0

Here is my script to predict targets on the final date of a timeseries dataset. I am trying to incorporate a GaussianProcessRegressor model to find the best hyperparameters using GridSearchCV: (Note that some of the code including most of the constants used are not explicitly shown in here to avoid clutter.)

HelperFunctions.py:

skf = StratifiedKFold(n_splits=17, shuffle=True, random_state=4)


def randomized_search(
    model,
    distribution,
    X_train,
    X_validation,
    y_train,
    y_validation,
) -> None:
    try:
        randomized_search = RandomizedSearchCV(
            model,
            distribution,
            cv=skf,
            return_train_score=True,
            n_jobs=-1,
            scoring="neg_mean_squared_error",
            n_iter=100,
        )

        try:
            search = randomized_search.fit(X_train, y_train)

            print(
                "Best estimator:\n{} \
                \nBest parameters:\n{} \
                \nBest cross-validation score: {:.3f} \
                \nBest test score: {:.3f}\n\n".format(
                    search.best_estimator_,
                    search.best_params_,
                    -1 * search.best_score_,
                    -1 * search.score(X_validation, y_validation),
                )
            )

        except Exception:
            print("'randomized_search.fit' NOT successful!")
            print(traceback.format_exc())
            raise
        else:
            print("'randomized_search.fit' Successful!")

    except Exception:
        print("'randomized_search' NOT successful!")
        print(traceback.format_exc())
        raise

    else:
        print("'randomized_search' successful!")


def doRandomizedSearch(
    model,
    distribution,
    feat_train,
    feat_validation,
    tgt_train,
    tgt_validation,
):
    try:
        randomized_search(
            model,
            distribution,
            feat_train,
            feat_validation,
            tgt_train,
            tgt_validation,
        )
    except Exception as e:
        print("'doRandomizedSearch' NOT successful!")
        raise e
    else:
        print("'doRandomizedSearch' Successful!")

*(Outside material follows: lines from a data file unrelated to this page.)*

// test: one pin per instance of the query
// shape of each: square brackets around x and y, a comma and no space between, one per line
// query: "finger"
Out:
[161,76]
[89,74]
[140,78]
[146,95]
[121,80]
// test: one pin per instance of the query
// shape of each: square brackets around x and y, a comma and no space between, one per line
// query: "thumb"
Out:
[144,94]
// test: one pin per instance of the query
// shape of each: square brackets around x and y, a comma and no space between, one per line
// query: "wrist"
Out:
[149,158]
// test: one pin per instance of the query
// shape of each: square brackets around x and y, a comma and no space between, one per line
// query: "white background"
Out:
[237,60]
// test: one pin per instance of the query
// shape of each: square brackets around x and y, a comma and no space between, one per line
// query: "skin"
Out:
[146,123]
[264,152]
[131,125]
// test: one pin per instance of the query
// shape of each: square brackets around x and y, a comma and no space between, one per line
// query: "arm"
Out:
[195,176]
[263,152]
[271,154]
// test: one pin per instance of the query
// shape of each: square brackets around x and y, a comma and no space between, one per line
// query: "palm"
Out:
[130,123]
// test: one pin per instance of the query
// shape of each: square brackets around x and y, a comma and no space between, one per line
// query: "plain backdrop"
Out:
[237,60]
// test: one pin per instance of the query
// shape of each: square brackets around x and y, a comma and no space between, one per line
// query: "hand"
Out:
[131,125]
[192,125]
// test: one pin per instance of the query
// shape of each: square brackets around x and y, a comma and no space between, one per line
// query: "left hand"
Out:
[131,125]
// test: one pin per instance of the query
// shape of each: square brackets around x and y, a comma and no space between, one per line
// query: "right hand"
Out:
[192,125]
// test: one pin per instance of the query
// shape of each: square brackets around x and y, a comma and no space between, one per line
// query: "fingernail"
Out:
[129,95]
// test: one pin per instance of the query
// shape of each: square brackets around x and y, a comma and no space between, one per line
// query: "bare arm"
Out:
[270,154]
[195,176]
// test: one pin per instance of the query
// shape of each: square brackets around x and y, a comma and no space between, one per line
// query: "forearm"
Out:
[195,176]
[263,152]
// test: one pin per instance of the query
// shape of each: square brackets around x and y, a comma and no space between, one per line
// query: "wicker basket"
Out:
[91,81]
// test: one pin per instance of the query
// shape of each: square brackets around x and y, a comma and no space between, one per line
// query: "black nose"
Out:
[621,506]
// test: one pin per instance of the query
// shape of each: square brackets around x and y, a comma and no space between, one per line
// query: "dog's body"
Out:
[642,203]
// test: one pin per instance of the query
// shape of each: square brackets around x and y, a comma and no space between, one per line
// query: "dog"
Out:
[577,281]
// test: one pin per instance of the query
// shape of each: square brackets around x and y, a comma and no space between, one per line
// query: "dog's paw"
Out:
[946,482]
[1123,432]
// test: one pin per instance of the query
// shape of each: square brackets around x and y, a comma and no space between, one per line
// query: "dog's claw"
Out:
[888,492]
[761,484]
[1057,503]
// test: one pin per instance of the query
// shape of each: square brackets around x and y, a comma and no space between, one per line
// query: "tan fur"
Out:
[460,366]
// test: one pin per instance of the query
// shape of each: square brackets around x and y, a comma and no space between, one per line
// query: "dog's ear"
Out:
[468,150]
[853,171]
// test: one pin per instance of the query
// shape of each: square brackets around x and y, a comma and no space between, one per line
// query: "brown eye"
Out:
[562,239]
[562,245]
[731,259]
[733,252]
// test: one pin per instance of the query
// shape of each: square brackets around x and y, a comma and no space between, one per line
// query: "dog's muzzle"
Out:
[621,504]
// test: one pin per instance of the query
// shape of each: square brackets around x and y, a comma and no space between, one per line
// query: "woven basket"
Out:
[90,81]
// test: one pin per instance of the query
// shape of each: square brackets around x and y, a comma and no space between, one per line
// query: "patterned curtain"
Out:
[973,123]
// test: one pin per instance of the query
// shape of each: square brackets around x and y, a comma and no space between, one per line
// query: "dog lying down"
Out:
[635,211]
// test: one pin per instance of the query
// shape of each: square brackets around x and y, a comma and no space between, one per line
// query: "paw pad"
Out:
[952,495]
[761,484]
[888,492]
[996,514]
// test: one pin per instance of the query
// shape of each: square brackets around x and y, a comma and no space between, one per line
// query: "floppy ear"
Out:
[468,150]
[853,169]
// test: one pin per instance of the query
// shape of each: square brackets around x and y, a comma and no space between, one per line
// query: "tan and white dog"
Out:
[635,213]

def model_randomized_search(
    model_dist_pairs, feat_train, feat_validation, tgt_train, tgt_validation
):
    for model, distribution in model_dist_pairs:
        doRandomizedSearch(
            model,
            distribution,
            feat_train,
            feat_validation,
            tgt_train,
            tgt_validation,
        )


class CustomOptimizers:
    def __init__(self, model, initial_theta, bounds):
        self.model = model
        self.initial_theta = initial_theta
        self.bounds = bounds

    def obj_func(self, theta, eval_gradient):
        if eval_gradient:
            ll, grad = self.model.log_marginal_likelihood(theta, True)
            return -ll, -grad
        else:
            return -self.model.log_marginal_likelihood(theta)

    def minimize_wrapper(self, theta, eval_gradient):
        return minimize(self.obj_func, theta, args=(eval_gradient), bounds=self.bounds)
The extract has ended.